The psychological risk of materialism is consumerism;
the disempowerment and dependancy of identifying in the consumer role.
Localised growth means the reemergence of the artisan in blooming boutique industries;
self-employment and home employment options
and the flexibility to participate in a volunteer workforce towards community plans;
contributing innovation as well as countervailance.
The identity switch is to feeling like a maker and a leader.
The healthy aspect of consumerism is the spiritual ideation of exchange;
what we’ve been consuming is the IDEA of the product,
and the idea of ourselves as a product through our self-identification.
It’s the deceptiveness of our method which brings risk;
with the internet and social activism the narrative shifts
around the safeness of products and industries.
If we’re presented with options to invest in ecological technologies that
reduce household expense, allow for individual expression,
and even bring additional revenue streams,
then a market shift of consumer choice will be a force for transformation.
So the household economy becomes the basis of economics once again.
The steady state agenda would benefit from zero dollar households,
within non profit organisations, as a model for community sufficiency that
builds resilience, security and stability for a robust prosperity.

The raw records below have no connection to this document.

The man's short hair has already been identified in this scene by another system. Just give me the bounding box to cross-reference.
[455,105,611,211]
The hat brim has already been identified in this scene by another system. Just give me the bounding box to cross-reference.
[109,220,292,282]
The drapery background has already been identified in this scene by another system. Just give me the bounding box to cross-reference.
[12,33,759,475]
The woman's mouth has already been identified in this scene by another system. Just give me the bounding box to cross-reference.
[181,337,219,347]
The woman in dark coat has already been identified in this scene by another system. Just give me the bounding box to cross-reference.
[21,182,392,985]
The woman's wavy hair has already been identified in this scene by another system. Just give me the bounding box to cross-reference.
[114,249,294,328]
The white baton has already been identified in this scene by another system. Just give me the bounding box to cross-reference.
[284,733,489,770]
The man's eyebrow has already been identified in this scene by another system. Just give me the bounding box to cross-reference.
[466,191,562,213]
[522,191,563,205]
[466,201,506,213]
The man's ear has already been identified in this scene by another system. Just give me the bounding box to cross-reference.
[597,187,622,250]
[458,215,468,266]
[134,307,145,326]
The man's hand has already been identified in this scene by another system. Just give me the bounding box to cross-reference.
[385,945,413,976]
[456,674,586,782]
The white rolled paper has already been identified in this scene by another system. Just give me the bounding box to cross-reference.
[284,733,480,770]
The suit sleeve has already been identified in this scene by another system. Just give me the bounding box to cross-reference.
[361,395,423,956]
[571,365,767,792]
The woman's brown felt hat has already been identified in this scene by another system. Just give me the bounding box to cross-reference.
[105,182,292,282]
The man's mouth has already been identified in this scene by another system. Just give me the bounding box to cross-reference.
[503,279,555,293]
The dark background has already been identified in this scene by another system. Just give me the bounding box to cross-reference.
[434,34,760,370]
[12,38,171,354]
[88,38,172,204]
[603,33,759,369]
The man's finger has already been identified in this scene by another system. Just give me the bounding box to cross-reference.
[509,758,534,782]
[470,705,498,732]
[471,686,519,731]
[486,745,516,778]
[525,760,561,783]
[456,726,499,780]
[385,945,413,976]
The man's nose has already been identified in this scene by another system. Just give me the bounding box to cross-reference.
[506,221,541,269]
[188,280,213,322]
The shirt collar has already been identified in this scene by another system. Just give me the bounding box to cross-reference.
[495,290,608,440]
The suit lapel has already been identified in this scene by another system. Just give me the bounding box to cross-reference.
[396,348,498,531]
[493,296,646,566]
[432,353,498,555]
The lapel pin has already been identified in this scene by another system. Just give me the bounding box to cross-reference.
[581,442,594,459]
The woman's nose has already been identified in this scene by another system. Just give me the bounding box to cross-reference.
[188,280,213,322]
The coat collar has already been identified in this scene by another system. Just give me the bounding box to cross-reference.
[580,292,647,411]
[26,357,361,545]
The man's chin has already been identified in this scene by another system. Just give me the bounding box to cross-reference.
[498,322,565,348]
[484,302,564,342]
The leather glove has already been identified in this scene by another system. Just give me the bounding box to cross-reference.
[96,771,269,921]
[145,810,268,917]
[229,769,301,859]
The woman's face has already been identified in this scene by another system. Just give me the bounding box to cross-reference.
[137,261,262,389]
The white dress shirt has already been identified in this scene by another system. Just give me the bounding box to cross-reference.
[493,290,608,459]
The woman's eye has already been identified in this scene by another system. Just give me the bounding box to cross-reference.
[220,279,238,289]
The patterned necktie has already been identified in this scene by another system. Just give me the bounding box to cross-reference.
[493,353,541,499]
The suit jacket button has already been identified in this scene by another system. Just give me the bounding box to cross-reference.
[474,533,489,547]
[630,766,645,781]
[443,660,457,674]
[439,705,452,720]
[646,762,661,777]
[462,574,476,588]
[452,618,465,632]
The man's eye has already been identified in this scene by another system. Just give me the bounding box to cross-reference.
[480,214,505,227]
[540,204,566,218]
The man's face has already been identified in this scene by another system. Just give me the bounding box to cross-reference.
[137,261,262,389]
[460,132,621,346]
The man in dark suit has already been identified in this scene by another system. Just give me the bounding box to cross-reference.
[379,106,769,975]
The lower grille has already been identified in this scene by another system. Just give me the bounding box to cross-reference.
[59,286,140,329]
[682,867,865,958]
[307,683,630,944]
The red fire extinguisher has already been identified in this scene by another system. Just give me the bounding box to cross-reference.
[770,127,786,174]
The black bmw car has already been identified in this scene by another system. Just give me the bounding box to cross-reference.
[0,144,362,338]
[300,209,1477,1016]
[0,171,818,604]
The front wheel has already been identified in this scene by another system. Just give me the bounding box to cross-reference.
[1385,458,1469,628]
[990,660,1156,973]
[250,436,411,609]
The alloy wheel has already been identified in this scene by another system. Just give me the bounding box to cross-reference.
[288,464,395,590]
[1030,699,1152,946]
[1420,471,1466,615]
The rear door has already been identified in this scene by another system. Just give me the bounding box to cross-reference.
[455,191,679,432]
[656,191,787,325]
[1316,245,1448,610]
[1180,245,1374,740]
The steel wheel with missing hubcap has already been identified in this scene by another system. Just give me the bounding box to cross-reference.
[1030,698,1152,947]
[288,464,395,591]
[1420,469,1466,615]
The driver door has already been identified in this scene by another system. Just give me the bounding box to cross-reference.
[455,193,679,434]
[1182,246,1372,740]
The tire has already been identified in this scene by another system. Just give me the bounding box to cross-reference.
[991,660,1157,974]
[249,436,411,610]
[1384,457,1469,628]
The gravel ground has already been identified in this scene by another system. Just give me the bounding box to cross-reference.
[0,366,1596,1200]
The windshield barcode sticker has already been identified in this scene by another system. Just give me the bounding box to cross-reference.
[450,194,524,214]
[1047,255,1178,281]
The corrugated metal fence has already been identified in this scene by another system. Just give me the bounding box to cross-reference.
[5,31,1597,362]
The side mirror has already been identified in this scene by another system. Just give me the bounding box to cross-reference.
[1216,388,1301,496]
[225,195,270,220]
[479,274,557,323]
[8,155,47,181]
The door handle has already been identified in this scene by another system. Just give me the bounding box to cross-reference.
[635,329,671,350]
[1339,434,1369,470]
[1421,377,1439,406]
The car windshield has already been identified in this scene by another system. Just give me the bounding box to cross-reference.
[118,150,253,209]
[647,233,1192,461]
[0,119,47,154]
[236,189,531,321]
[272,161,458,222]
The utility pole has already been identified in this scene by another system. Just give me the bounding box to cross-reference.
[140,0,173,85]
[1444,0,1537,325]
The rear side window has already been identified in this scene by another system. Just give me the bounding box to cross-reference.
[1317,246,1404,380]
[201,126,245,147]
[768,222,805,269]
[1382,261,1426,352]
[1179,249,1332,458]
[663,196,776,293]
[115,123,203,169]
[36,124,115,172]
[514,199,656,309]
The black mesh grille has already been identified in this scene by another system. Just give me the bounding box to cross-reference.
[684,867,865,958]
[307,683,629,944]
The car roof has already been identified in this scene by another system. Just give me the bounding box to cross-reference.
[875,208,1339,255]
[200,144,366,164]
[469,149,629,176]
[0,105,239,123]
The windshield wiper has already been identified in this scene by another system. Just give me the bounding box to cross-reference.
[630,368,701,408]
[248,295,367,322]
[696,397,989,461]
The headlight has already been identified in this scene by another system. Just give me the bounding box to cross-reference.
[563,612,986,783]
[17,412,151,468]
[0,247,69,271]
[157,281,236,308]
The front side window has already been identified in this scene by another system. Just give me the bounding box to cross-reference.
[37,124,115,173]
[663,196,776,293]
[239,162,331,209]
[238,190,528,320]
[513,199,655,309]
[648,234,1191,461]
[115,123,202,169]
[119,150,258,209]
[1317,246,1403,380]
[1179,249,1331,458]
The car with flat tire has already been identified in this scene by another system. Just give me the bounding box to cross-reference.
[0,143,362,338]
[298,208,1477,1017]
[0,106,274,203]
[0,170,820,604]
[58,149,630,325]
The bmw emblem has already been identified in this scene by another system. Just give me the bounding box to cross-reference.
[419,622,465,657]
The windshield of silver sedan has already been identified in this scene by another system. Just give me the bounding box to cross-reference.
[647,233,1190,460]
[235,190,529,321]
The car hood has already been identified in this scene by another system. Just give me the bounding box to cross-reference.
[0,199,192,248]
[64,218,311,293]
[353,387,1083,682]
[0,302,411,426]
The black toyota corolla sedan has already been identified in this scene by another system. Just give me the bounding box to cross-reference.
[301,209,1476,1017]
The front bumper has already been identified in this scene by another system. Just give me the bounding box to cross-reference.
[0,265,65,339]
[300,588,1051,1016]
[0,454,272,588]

I have to agree with Brian Snyder’s realistic view. of our progress. I think recent human progress is best described as doing the right thing, after trying everything else. And someone needs to tell supposed economic experts that there is no free lunch or a perpetual motion machine.
“….most people do not think that the quality of one’s life is measured by their stuff….”
What role does the quantity of other people’s stuff play?